Of course, every organisation is different, so there is not a single magic formula. It is, however, possible to identify a series of common success factors upon which designing an effective, integrated collaboration environment depends – and which hold the key to preparing effectively for the business imperatives of tomorrow:
- Quality of Service: CIOs need to ask themselves if they are ready to deliver the kind of quality of service that their users already expect - anytime, anyplace connectivity with uninterrupted access to networks, applications and data. The new standard is 100 percent reliability. It has to be, as Ian pointed out; 99.99% of those innovative ideas never see the light of day. Who are we to step in the way of the few that want to?
- Security: Multi-device, multi-channel communication brings security challenges as well as the benefits of more effective collaboration. Outsiders will bring wireless devices into the company’s network and inside users will take the network outside of the company’s domain. It is vital to put in place the tools and expertise required to secure networks equally well from the inside out and the outside in.
- Speed: If it’s a good idea for your organisation, the chances are someone else is having a similar idea at a competing business. So it’s vital to ensure that speedy decision-making and seamless collaboration are not held back by network speeds. Business networks need to handle ever-higher resolutions, volumes and user expectations - and the demand will only grow. Only careful planning can ensure that networks are consistently highly capable, reliable and fast.
- Wireless Access: Work is no longer a place, it’s an activity. Whether that spark of inspiration flares on the factory floor, in the canteen or at the far end of the warehouse, workers need the ability to capture it. So, employees increasingly need their workplace to effectively move around with them. A fast, reliable wireless connection isn't a bonus. Ensuring business people are constantly connected – with or without wires - is a commercial necessity.
- Multi-Device: As employees continue to communicate and collaborate with an ever-changing array of devices, so the challenges mount up. Companies can’t know every device people will choose to use in the workplace, yet the ability to allow people to “bring your own device” is a must to reduce email stress at work – so IT infrastructure must be ready to support them when, where and how they want to work.
- Consistent Experience Worldwide: People expect access to the same tools, technologies and standards of service wherever they happen to be in the world. That means building and supporting a unified global infrastructure so the company’s users can communicate in a variety of ways on a myriad of devices wherever they are in the world.
Those are the goals but, before they can be achieved, some fundamental issues must be addressed. Those issues we have explored in more detail here, but may include:
- Your current collaboration infrastructure is in place: The aim should be to put in place one single, integrated infrastructure platform – you can’t do that without understanding what you already have and how it might fit into a broader infrastructure.
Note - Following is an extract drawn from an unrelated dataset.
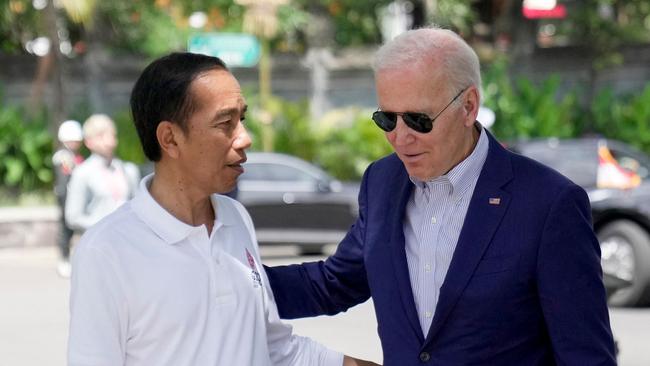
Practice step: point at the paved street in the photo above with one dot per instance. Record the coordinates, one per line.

- Your third party vendors and suppliers of the current infrastructure: As communication and collaboration solutions are made up of a number of different products, getting an understanding of who is providing these products and consolidating your suppliers will help reduce costs, but more importantly ensure that your solution is fully integrated.
- Your business culture’s ability to keep up with new collaboration solutions: Employees now more than ever expect to be able to communicate within the workplace in the same way that they do out of the workplace. Social media is a growing force, as is video on mobile devices. Indeed, Gartner predicted that “by 2014, refusing to communicate with customers via social channels will be as harmful as ignoring emails or phone calls is today.”
The point behind all those considerations is a simple one – a communication and collaboration infrastructure is ultimately only as good as the user experience it delivers. And the better the experience it delivers, the greater the opportunity to harness that ‘informal innovation’.